Star Tribune Editorial
By the numbers alone, the 2012-13 state spending targets that Republican legislative leaders laid out Thursday looked like more of the same -- the same steady squeeze for schools and painful pinch for the poor and sick, colleges and universities, state agencies and local governments that they felt for most of the past decade.
The pattern of proposed cuts appears drawn from former GOP Gov. Tim Pawlenty's fiscal management playbook.
Legislators echoed Pawlenty's "no new taxes" mantra, while, as Pawlenty did repeatedly, they proposed spending cuts that would almost certainly lead to higher local and school property taxes and higher tuition for the state's college students.

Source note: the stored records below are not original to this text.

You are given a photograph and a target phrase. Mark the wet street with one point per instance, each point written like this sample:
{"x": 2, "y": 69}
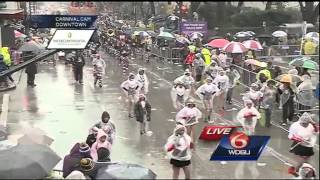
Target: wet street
{"x": 66, "y": 110}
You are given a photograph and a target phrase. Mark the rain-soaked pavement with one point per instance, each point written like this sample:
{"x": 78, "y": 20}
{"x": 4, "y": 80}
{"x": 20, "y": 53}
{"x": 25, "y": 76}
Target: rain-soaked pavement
{"x": 66, "y": 110}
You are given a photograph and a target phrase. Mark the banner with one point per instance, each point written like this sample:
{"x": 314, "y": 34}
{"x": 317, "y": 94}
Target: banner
{"x": 62, "y": 21}
{"x": 70, "y": 39}
{"x": 196, "y": 26}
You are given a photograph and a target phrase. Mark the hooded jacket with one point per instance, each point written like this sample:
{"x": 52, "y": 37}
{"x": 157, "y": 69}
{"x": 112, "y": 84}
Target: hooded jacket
{"x": 98, "y": 144}
{"x": 71, "y": 162}
{"x": 178, "y": 147}
{"x": 140, "y": 111}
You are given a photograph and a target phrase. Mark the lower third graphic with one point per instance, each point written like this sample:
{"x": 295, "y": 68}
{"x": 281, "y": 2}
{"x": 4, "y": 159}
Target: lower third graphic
{"x": 240, "y": 147}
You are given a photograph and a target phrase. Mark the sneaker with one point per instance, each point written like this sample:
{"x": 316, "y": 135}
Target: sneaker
{"x": 292, "y": 170}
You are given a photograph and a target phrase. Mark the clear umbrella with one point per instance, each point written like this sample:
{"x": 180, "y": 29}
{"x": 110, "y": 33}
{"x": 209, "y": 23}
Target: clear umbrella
{"x": 125, "y": 171}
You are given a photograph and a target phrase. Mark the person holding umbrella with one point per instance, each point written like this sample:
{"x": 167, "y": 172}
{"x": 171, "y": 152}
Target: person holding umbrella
{"x": 31, "y": 69}
{"x": 286, "y": 100}
{"x": 179, "y": 148}
{"x": 303, "y": 133}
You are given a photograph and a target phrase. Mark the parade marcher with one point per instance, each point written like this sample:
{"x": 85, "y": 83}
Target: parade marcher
{"x": 31, "y": 69}
{"x": 254, "y": 94}
{"x": 142, "y": 110}
{"x": 71, "y": 162}
{"x": 222, "y": 81}
{"x": 199, "y": 65}
{"x": 106, "y": 125}
{"x": 179, "y": 95}
{"x": 179, "y": 147}
{"x": 248, "y": 117}
{"x": 189, "y": 116}
{"x": 307, "y": 171}
{"x": 233, "y": 76}
{"x": 212, "y": 70}
{"x": 102, "y": 141}
{"x": 99, "y": 67}
{"x": 142, "y": 78}
{"x": 206, "y": 93}
{"x": 304, "y": 135}
{"x": 305, "y": 96}
{"x": 131, "y": 89}
{"x": 78, "y": 62}
{"x": 286, "y": 101}
{"x": 187, "y": 81}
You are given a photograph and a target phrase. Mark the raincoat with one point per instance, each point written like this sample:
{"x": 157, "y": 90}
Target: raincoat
{"x": 71, "y": 162}
{"x": 144, "y": 82}
{"x": 305, "y": 95}
{"x": 308, "y": 135}
{"x": 6, "y": 55}
{"x": 178, "y": 146}
{"x": 99, "y": 66}
{"x": 207, "y": 56}
{"x": 131, "y": 87}
{"x": 98, "y": 144}
{"x": 189, "y": 116}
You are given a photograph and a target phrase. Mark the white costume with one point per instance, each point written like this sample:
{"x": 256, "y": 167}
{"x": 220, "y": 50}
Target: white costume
{"x": 144, "y": 82}
{"x": 248, "y": 124}
{"x": 181, "y": 143}
{"x": 189, "y": 116}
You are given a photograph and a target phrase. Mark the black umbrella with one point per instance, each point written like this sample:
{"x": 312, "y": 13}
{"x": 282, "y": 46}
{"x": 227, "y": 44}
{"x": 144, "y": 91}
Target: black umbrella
{"x": 124, "y": 171}
{"x": 27, "y": 162}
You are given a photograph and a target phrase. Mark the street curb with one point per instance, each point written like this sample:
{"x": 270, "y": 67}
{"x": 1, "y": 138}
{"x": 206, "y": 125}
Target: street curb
{"x": 4, "y": 117}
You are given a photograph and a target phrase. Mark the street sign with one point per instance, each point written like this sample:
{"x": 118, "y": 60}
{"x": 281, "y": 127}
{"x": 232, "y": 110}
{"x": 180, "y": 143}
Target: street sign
{"x": 70, "y": 39}
{"x": 62, "y": 21}
{"x": 195, "y": 26}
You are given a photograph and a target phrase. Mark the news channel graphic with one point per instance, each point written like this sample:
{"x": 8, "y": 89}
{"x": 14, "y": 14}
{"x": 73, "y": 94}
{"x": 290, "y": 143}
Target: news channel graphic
{"x": 63, "y": 21}
{"x": 70, "y": 39}
{"x": 215, "y": 133}
{"x": 240, "y": 147}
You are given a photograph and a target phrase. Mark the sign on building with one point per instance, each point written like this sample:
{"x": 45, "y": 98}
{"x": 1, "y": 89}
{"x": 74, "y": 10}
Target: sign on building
{"x": 70, "y": 39}
{"x": 62, "y": 21}
{"x": 196, "y": 26}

But the language in which GOP legislative leaders couched their proposed spending limits was different, and more hopeful. It was loaded with promises of change in the way government agencies are structured, government-financed health care is delivered and tax burdens are aligned.
The word "reform" was uttered repeatedly. But its meaning was not spelled out.
Making reform real -- that's the challenge facing the Legislature's new Republican majorities in the next two weeks.
By March 25, legislative committees are obliged by their own rules to craft bills that fit within the spending limits issued Thursday. Now's their chance to show Minnesotans their best ideas for preserving the mission of state government while improving the cost-effectiveness of its methods.